Re: [EXT] Re: LS from GSMA EIG to W3C from Orie Steele on 2023-09-17 (public-vc-wg@w3.org from September 2023)

From: Orie Steele <orie@transmute.industries>
Date: Sun, 17 Sep 2023 11:32:56 -0500
To: Manu Sporny <msporny@digitalbazaar.com>
Cc: Markus Sabadello <markus@danubetech.com>, W3C VC Working Group <public-vc-wg@w3.org>, Wayne Cutler <wcutler@gsma.com>, Greg Bernstein <gregb@grotto-networking.com>
Message-ID: <CAN8C-_JESNKwOYzfSez6feapKuzn8cuFg0VsnXUKoNDqxoe-Dg@mail.gmail.com>
I've shared criticism of these advances previously, and I evaluated them
when they were first published,
generalizing di-ecdsa-sd to di-jws*-sd, which made it possible to use any
IANA registered algorithm with the same approach (including RSA).

https://github.com/transmute-industries/vc-di-sd#examples ( 3 months ago,
so its reasonable that folks forgot I have knowledge and awareness of the
topic ).

The approach was interesting to explore, my conclusion was it's not ready
or a good idea to standardize, I said so on this list.

I've yet to see any of the new "di-sd primitive work" be applied directly
to BBS, but I know Greg is working on it... AFAIK, he's the current expert
on this approach.

See below regarding why I believe its not sufficient:

Unlinkability requires verifiers to not have any way to correlate claims to
the same holder.

Data Integrity with blank node blinding by itself does not achieve this.

https://github.com/digitalbazaar/di-sd-primitives/blob/main/test/labelReplacementCanonize.spec.js
https://github.com/digitalbazaar/ecdsa-sd-2023-cryptosuite/commit/73c87b7470bec6c569adc2cacf2c66bcf5353055
https://dlongley.github.io/decanonicalization/ (giving blinded names to
blank nodes does not change this picture... it makes it worse, by adding
the cost to hmac each blank node, the picture also gets worse if you
upgrade the hash function from sha-256 to sha-384, or better, to comply
with
https://media.defense.gov/2022/Sep/07/2003071834/-1/-1/0/CSA_CNSA_2.0_ALGORITHMS_.PDF
).

Consider a verifier who learns:

'_:uXqefD0KC4zrzEbFJhvdhYTGzRYW3RhjcQvfkpkWqDpc <urn:example:dateOfBirth>
\"01-01-1990\" .\n',

and another verifier who learns:

'_:uXqefD0KC4zrzEbFJhvdhYTGzRYW3RhjcQvfkpkWqDpc
<urn:example:documentIdentifier> \"T21387yc328c7y32h23f23\" .\n',

When they collude (assuming they both understand RDF) they both learn, the
other saw "_:uXqefD0KC4zrzEbFJhvdhYTGzRYW3RhjcQvfkpkWqDpc"

Later they might join that value to a DID, GTIN, SGTIN, GLN, vLEI or SSN...
or a threat actor who dumps both their databases might do the same thing.

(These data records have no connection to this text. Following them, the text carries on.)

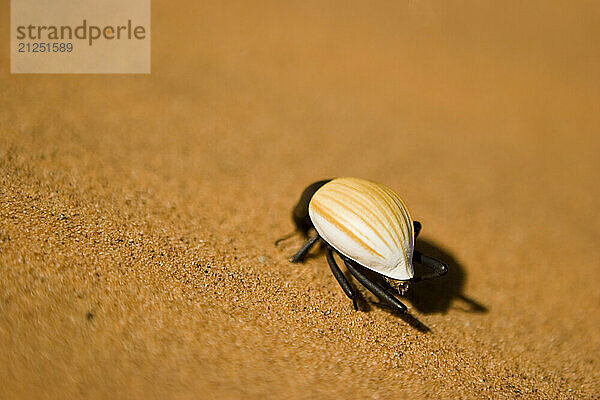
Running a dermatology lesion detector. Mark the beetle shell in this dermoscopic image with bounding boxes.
[308,178,414,280]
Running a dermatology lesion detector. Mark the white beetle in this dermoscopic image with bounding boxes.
[280,178,448,313]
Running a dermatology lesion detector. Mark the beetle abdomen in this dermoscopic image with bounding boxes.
[308,178,414,280]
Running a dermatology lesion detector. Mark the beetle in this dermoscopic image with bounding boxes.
[276,178,448,314]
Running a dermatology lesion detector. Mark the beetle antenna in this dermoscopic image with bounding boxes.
[275,231,299,246]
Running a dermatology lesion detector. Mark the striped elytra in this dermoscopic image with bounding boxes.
[308,178,414,280]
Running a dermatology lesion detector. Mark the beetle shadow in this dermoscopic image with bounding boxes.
[404,238,488,314]
[344,270,431,333]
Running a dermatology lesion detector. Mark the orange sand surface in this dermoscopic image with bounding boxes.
[0,0,600,399]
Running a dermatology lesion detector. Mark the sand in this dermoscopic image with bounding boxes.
[0,1,600,399]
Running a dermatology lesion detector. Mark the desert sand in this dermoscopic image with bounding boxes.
[0,1,600,399]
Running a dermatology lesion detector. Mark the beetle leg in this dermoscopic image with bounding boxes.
[411,250,448,282]
[290,233,319,263]
[325,246,358,311]
[338,253,406,314]
[413,221,422,240]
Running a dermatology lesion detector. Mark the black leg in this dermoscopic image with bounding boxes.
[290,233,319,263]
[325,246,358,311]
[413,221,421,240]
[338,253,406,314]
[411,250,448,282]
[275,231,299,246]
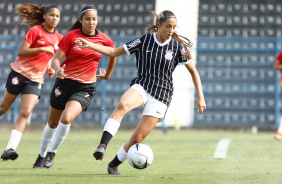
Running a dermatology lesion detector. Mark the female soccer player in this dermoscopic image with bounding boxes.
[0,4,63,160]
[76,10,206,175]
[273,52,282,140]
[33,6,116,168]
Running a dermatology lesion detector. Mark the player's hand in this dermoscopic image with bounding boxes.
[75,38,89,49]
[41,46,55,55]
[197,100,207,114]
[47,68,55,78]
[56,64,66,79]
[96,69,108,80]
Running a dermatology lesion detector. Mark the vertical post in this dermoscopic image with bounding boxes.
[100,56,106,125]
[275,38,280,126]
[13,36,19,123]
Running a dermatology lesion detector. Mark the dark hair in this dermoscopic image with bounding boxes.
[69,5,98,31]
[16,4,59,27]
[145,10,193,59]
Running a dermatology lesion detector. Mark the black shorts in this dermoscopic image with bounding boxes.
[6,70,42,98]
[50,78,96,111]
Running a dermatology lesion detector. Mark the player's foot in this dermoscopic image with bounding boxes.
[274,131,282,140]
[1,149,19,161]
[108,163,122,175]
[93,144,107,160]
[33,154,44,168]
[43,152,56,168]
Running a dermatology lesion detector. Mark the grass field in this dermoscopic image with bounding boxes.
[0,129,282,184]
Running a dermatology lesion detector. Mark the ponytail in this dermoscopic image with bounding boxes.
[145,10,193,59]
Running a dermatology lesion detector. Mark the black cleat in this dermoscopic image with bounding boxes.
[1,149,19,161]
[33,154,44,168]
[108,166,123,175]
[43,152,56,168]
[93,144,107,160]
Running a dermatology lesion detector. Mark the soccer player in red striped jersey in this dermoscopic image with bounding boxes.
[33,6,116,168]
[273,52,282,140]
[0,4,63,160]
[76,10,206,175]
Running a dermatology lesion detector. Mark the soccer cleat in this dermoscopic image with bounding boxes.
[108,166,122,175]
[1,149,19,161]
[33,154,44,168]
[43,152,56,168]
[274,131,282,140]
[93,144,107,160]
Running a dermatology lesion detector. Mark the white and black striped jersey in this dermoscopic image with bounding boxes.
[123,33,191,106]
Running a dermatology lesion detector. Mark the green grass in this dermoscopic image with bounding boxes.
[0,129,282,184]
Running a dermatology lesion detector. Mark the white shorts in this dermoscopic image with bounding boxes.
[131,84,167,122]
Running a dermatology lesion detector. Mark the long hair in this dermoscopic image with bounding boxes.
[69,5,98,31]
[145,10,193,59]
[16,4,58,27]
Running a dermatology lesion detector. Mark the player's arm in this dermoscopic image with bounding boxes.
[18,40,55,57]
[185,62,206,114]
[75,38,126,57]
[273,60,282,70]
[96,57,117,80]
[47,58,55,78]
[52,49,66,79]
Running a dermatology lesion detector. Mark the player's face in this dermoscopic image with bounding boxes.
[80,10,98,35]
[43,8,60,28]
[157,18,177,41]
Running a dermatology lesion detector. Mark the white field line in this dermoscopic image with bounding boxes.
[213,138,231,158]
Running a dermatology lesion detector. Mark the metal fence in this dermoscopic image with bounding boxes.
[0,35,282,126]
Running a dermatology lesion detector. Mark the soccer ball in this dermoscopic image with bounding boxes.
[127,143,154,169]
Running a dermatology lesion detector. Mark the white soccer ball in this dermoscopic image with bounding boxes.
[127,143,154,169]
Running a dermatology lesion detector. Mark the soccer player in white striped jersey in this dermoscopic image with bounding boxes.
[76,10,206,175]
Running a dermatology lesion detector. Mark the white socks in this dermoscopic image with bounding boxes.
[103,118,120,136]
[117,146,127,162]
[6,129,22,150]
[48,122,70,153]
[40,123,56,157]
[277,116,282,134]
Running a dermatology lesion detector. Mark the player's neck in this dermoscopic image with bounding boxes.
[42,24,55,33]
[156,32,168,43]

If the assertion is that VC-DI-BBS uses batches like SD-JWT to achieve
unlinkability, that probably works, but thats not the same thing as having
a single credential representation that can be presented over and over
again without linkability.

The structure of the claims and the envelope interfere with the
unlinkability objective, if you only see claims as "things produced from
RDF canonicalization", you are trying to build a race car out of wood....
there is only so much that wood can do, and there are much better materials
available in the year 2023... Then again, some designs are beautiful even
when they don't make tremendous sense:

https://www.designboom.com/technology/worlds-lowest-car-fiat-panda-carmagheddon-cut-half-road-legal-vehicle-07-03-2023/

I don't have evidence that anyone is actually using the RDF triples, and
even if the verifier does process them, this transformation is wasting C02
and time on every sign and verify, which is massively amplified when the
standard is adopted in high volume use cases (imagine every single package,
shipment, or checkpoint, entering or exiting a country).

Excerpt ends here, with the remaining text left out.